"Unheard of": Trial of rectal cancer drug leads to remission in every patient
A small cancer immunotherapy drug trial in patients with rectal cancer recently had an "unheard of" result: Every single patient treated achieved complete remission.
Why it matters: Based on just 12 patients, the trial was published Sunday in the New England Journal of Medicine and needs to be replicated in a much bigger study. But seeing complete remission in 100% of patients tested is a very promising early signal, researchers said.
- "I believe this is the first time this has happened in the history of cancer," paper co-author Luis A. Diaz Jr. of Memorial Sloan Kettering Cancer Center told the New York Times.
Details: Patients were given the drug known as a programmed cell death-1 or PD-1 inhibitor, or dostarlimab, to treat a certain type of locally advanced rectal cancer.
- After six months or more of follow-up, they continued to show no signs of cancer without needing standard treatments of surgery, radiation or chemotherapy.
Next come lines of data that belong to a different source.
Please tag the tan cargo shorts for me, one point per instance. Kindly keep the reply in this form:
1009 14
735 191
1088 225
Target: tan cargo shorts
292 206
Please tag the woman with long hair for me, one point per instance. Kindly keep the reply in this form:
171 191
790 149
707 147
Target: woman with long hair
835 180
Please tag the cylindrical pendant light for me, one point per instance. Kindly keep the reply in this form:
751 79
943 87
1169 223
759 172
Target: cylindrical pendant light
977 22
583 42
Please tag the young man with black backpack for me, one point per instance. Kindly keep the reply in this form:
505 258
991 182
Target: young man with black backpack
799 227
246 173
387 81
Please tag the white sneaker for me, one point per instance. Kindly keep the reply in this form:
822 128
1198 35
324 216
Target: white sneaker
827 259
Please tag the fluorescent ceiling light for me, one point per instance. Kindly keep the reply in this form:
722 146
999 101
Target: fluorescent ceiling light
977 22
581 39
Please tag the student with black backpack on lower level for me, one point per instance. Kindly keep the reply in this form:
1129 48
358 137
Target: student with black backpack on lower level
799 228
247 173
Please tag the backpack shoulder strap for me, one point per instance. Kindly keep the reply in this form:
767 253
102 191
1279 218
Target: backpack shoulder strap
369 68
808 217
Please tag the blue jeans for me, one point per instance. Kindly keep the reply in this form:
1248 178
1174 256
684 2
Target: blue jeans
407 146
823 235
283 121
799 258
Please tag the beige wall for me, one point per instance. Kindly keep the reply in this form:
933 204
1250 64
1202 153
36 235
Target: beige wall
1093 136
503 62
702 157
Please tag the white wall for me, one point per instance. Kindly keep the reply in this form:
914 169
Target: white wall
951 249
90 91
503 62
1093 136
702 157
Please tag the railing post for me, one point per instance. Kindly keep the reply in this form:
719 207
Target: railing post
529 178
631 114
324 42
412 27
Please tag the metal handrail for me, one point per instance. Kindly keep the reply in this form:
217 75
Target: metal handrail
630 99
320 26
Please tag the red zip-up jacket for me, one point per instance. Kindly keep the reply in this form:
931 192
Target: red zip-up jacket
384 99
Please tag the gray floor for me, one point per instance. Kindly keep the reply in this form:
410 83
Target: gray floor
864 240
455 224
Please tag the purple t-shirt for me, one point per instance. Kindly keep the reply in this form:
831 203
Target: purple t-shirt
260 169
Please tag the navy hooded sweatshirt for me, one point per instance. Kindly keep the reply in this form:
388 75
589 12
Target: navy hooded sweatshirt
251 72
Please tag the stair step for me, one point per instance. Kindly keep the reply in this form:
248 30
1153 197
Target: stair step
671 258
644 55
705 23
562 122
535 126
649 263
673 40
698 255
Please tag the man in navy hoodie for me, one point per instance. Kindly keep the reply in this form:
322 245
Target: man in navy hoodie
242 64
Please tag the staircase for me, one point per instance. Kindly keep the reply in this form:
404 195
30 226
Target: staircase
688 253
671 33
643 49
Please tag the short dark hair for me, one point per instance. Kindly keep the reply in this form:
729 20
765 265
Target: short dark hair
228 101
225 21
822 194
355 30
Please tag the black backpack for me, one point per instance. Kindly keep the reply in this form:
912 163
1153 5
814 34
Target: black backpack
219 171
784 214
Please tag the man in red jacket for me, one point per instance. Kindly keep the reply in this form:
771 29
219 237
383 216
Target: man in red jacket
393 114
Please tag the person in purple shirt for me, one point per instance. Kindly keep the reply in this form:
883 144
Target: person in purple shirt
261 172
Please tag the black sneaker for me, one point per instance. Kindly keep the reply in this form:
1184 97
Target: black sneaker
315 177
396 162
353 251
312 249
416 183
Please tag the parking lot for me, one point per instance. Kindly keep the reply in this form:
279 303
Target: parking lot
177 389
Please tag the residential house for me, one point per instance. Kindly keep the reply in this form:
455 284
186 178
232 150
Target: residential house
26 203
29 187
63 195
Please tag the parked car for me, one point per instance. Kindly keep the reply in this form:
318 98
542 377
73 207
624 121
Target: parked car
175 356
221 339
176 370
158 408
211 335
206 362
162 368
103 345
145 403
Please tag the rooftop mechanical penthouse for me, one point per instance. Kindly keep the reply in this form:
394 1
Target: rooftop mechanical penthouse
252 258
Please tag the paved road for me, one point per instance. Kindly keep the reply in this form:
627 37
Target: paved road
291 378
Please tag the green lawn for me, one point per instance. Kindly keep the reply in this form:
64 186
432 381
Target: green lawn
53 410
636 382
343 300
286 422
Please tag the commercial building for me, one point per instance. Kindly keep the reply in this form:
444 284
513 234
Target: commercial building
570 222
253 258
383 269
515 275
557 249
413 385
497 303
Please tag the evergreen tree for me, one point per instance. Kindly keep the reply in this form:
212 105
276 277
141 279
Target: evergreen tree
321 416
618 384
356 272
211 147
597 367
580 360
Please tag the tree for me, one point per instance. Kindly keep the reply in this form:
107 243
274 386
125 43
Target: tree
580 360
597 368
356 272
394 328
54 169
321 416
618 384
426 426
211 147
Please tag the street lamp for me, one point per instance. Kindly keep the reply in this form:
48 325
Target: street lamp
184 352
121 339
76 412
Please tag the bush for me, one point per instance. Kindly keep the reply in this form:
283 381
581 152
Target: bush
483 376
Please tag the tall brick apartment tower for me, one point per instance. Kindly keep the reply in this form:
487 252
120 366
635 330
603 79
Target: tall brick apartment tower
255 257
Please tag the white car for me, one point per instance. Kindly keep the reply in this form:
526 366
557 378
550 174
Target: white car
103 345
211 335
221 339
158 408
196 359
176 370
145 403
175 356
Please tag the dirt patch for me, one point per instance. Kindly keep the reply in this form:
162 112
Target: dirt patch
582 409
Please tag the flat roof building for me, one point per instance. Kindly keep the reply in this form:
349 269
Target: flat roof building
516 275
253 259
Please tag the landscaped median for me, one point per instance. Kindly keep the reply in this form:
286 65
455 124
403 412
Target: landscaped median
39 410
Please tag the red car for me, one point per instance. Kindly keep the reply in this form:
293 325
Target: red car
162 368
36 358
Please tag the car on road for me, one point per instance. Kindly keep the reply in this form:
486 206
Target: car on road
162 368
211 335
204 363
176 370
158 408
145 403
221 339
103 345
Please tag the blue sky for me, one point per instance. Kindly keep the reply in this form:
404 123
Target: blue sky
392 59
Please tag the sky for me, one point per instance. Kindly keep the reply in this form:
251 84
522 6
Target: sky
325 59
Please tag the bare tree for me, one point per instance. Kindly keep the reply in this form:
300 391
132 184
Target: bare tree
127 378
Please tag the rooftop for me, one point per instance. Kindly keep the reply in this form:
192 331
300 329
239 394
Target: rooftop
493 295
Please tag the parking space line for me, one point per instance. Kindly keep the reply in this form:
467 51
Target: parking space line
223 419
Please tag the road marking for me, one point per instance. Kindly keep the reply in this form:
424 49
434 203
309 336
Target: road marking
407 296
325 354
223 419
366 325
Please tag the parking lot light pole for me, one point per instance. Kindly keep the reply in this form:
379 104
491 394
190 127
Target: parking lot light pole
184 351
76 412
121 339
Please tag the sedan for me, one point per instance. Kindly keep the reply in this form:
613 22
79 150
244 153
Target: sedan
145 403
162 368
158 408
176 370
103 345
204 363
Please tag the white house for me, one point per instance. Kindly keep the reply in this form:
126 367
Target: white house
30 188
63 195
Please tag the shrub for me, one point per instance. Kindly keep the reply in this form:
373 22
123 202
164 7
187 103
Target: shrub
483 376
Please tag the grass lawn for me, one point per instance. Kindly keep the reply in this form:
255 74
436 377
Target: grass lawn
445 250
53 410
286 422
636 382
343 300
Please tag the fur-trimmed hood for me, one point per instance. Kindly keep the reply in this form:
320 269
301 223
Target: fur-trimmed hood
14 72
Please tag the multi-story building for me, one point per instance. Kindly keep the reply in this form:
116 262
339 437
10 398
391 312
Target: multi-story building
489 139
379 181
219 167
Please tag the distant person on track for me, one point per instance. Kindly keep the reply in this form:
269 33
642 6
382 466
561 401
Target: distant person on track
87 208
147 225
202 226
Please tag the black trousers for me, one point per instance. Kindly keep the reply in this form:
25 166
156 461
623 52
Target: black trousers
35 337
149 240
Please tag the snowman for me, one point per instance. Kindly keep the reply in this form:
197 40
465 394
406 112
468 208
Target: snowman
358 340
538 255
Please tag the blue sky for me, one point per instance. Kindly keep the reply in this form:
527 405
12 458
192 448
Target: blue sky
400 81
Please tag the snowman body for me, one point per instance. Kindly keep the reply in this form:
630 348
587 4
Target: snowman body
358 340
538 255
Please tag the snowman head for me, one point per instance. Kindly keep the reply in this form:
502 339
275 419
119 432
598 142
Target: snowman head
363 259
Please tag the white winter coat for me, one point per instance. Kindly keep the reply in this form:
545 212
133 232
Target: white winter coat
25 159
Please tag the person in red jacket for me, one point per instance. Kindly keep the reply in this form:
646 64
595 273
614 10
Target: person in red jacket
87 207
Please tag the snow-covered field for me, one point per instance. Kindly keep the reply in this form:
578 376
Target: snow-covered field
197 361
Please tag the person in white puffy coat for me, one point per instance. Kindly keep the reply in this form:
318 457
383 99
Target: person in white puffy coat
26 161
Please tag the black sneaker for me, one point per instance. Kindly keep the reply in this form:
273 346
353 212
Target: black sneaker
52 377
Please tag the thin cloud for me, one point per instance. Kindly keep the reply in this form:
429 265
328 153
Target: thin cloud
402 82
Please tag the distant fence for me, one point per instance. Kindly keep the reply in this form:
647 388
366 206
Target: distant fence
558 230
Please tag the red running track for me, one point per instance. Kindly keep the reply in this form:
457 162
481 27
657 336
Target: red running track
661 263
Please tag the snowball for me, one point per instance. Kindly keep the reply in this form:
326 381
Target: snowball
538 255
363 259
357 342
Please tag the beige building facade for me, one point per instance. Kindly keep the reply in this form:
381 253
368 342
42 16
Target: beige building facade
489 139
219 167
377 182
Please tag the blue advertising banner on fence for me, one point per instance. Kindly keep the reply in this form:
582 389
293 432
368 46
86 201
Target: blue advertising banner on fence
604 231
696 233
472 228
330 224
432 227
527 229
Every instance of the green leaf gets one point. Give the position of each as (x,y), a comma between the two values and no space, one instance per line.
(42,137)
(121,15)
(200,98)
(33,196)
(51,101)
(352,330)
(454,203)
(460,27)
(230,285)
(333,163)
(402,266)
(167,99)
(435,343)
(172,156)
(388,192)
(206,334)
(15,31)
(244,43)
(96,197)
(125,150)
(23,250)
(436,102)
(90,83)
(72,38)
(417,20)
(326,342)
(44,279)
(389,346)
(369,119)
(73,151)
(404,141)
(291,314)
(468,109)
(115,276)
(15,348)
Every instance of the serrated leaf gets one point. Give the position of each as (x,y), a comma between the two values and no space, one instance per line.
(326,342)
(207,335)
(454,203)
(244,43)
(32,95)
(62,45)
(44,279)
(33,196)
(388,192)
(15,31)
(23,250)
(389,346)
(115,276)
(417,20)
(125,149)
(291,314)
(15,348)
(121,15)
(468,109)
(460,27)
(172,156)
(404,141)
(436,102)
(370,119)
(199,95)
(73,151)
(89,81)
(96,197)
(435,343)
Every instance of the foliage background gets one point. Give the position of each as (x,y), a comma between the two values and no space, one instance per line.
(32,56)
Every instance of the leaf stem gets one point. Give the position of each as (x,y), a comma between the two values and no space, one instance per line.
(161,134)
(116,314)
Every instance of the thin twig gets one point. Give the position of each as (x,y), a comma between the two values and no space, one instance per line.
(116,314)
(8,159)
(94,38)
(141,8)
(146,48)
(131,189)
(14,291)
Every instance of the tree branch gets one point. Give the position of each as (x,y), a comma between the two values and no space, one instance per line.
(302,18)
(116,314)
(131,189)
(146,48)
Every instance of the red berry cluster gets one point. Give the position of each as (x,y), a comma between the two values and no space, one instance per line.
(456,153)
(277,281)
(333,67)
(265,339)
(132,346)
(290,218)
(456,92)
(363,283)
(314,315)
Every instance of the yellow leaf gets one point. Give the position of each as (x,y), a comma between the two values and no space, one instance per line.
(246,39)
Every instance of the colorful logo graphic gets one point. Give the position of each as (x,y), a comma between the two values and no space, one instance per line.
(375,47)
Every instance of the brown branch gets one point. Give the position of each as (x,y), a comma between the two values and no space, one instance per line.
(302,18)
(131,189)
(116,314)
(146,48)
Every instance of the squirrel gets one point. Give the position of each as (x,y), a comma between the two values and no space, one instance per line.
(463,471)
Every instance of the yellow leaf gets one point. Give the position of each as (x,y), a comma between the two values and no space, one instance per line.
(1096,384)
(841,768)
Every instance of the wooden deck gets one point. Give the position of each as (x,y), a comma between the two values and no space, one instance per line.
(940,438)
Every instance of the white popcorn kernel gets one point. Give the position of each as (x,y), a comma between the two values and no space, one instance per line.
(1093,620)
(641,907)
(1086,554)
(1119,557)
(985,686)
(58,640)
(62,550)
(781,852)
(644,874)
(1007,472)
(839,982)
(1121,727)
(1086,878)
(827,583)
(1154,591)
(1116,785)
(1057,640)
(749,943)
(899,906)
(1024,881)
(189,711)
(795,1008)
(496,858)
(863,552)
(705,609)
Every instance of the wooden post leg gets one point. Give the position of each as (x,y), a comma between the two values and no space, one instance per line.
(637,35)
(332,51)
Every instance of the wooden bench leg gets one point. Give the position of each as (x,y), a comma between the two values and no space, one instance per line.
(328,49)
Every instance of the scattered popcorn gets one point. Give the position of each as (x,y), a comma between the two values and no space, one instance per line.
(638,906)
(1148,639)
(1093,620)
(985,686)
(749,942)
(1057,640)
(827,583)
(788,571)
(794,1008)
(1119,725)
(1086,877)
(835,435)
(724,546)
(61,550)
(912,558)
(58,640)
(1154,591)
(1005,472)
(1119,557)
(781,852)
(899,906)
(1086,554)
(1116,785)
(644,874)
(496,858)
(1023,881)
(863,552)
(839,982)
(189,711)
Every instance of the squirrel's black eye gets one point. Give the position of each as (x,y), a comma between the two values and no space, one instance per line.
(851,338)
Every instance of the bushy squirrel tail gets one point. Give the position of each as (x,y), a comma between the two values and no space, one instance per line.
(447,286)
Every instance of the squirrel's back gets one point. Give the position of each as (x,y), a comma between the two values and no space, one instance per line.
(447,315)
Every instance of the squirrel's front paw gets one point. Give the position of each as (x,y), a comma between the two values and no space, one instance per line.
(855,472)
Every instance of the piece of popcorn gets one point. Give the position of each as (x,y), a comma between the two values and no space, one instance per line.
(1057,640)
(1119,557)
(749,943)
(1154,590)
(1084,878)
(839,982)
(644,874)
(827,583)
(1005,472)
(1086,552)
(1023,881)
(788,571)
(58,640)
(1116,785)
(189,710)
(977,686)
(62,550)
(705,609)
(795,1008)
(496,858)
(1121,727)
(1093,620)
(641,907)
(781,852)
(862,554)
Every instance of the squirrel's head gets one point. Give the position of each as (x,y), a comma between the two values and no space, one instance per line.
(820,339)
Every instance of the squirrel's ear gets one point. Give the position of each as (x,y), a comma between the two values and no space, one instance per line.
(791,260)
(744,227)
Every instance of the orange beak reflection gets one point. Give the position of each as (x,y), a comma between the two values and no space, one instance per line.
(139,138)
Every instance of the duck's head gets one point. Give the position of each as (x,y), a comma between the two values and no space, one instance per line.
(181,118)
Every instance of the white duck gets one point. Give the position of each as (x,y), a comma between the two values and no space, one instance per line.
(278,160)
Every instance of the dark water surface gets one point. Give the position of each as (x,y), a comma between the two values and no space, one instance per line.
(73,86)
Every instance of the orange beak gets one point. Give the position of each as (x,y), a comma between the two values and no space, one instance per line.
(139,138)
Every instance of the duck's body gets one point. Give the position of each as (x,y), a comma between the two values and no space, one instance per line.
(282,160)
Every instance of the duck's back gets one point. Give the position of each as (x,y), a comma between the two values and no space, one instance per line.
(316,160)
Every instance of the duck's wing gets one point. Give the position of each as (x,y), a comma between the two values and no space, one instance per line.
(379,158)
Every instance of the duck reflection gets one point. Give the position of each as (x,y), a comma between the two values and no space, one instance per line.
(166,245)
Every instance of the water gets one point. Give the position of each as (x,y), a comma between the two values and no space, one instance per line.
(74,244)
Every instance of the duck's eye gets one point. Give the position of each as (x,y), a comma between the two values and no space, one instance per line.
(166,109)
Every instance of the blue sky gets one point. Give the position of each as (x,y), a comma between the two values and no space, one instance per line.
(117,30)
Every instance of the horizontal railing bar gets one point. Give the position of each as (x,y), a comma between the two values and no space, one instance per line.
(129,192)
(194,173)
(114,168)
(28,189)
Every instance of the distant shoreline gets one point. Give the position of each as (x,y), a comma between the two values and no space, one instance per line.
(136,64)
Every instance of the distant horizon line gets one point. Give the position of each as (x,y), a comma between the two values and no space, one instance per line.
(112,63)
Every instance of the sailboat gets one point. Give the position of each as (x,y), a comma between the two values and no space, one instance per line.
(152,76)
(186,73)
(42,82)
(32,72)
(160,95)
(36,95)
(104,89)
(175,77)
- "It's incredibly rewarding to get these happy tears and happy emails from the patients in this study who finish treatment and realize, 'Oh my god, I get to keep all my normal body functions that I feared I might lose to radiation or surgery,'" said the principal investigator medical oncologist Andrea Cercek in a statement.
Yes, but: Again, this was a small study and not enough is yet known "to supplant our current curative treatment approach," an accompanying editorial pointed out.